Projects
Research projects
Hematopoietic transcription factor complexes
The hematopoietic stem cell (HSC) is responsible for the formation of all of the blood cell types. HSC differentiation involves coordinated and changing transcription, often by functionally conserved genes. For example, in mammals such a set of transcription factors (including Gata2, Tal1, Lmo2, Ldb1, Eto2, Gata1 and Runx1/Aml-1) is required for the differentiation of HSCs.
The laboratory has shown that each of these factors forms a number of different protein complexes that carry out different functions. For example the Gata1 TF forms a number of different complexes which can activate or repress transcription.
We performed single-step purification of transcription factor (TF) complexes in erythroid cells combined with mass spectrometry to characterize the composition of TF complexes. This approach led us to successfully identify new binding partners of essential hematopoietic TFs. These newly identified binding partners have essential roles in hematopoiesis as revealed by morpholino-mediated knock-down experiments in zebrafish embryo. We combine these data with genome-wide identification of TF binding sites using ChIP-Seq technology (chromatin immunoprecipitation coupled to high throughput sequencing) in order to map the different complexes to different gene loci. Taken altogether, these data lead us to build a comprehensive map of TF interactions and gene activation/repression during the course of hematopoietic cells differentiation.
Globin gene switching
The β globin genes are arranged in the same order in the β globin locus as their order of expression during development. The expression of the different genes at different stages is known as globin gene switching. The locus is characterized by a number of 3 dimensional interactions between different regulatory regions and these interactions change during development. β thalassemia and sickle cell anaemia which together are the most widespread genetic disease in the world, are usually characterized by mutations in or deletions of the adult β gobin gene, leaving the remainder of the locus unaltered. One of the primary aims of the laboratory is to understand the switch from the human foetal γ genes to the adult β gene with the aim to reverse this switch in patients. A number of different strategies are exploited to achieve this aim. In addition to the characterisation of transcription factor complexes (see above) a number of in vivo and functional approaches are also in progress.
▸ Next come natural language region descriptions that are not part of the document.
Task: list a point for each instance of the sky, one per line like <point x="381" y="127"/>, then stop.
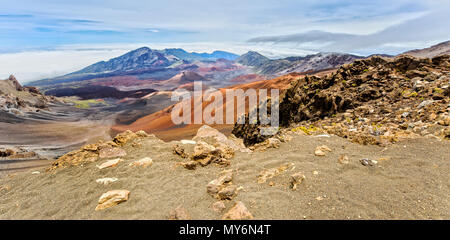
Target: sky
<point x="46" y="38"/>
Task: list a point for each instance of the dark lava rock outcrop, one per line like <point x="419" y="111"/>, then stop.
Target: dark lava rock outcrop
<point x="369" y="101"/>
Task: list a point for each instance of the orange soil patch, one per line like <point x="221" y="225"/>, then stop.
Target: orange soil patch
<point x="161" y="124"/>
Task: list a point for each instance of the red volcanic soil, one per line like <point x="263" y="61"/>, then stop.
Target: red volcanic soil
<point x="160" y="123"/>
<point x="125" y="81"/>
<point x="248" y="78"/>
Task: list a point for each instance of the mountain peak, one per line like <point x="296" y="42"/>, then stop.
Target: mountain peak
<point x="253" y="59"/>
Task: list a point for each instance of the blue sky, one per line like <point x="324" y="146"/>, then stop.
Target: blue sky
<point x="278" y="28"/>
The first is crosslinking all of the protein complexes to the β globin promoter in vivo when the gene is silenced followed by the purification of the promoter and the characterisation of the factors by mass spectrometry. Subsequent functional studies will determine which of the factors are important for the silencing of the genes using mouse and zebrafish.
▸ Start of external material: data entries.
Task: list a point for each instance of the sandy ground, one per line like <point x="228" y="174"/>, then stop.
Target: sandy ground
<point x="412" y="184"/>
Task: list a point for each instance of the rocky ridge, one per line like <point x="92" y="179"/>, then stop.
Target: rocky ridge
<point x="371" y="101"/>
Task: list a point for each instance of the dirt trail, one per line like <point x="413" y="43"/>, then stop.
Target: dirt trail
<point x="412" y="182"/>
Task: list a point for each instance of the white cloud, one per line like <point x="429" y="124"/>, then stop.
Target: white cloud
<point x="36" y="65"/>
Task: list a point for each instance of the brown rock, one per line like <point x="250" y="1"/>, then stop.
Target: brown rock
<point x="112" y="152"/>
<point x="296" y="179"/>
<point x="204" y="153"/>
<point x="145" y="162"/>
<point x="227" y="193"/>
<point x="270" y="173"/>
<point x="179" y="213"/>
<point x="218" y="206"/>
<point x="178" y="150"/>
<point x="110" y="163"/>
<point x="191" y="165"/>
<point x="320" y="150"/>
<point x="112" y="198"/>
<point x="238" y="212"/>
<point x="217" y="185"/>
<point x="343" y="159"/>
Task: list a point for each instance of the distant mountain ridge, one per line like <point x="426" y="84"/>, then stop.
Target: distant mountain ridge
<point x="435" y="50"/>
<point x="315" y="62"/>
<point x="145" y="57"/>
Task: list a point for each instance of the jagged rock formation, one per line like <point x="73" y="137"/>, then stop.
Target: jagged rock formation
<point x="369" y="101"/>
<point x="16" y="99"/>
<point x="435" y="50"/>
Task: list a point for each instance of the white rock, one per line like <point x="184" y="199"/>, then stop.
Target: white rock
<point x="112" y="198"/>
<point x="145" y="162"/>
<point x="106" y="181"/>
The second approach is purely based on function and involves a screen for β globin gene activation in reporter cells using shRNA libraries or heavy chain only antibody libraries. We are also collaborating with a number of laboratories to determine why patients react differently to hydroxyurea treatment using expression studies.
Finally we are interested in the three dimensional structure of complex gene loci in vivo and in particular that of the β globin locus as a model system. To that end we use 3C, 4C and ChIP methods in combination with confocal microscopy, 4pi microscopy and spatially modulated illumination (SMI) microscopy.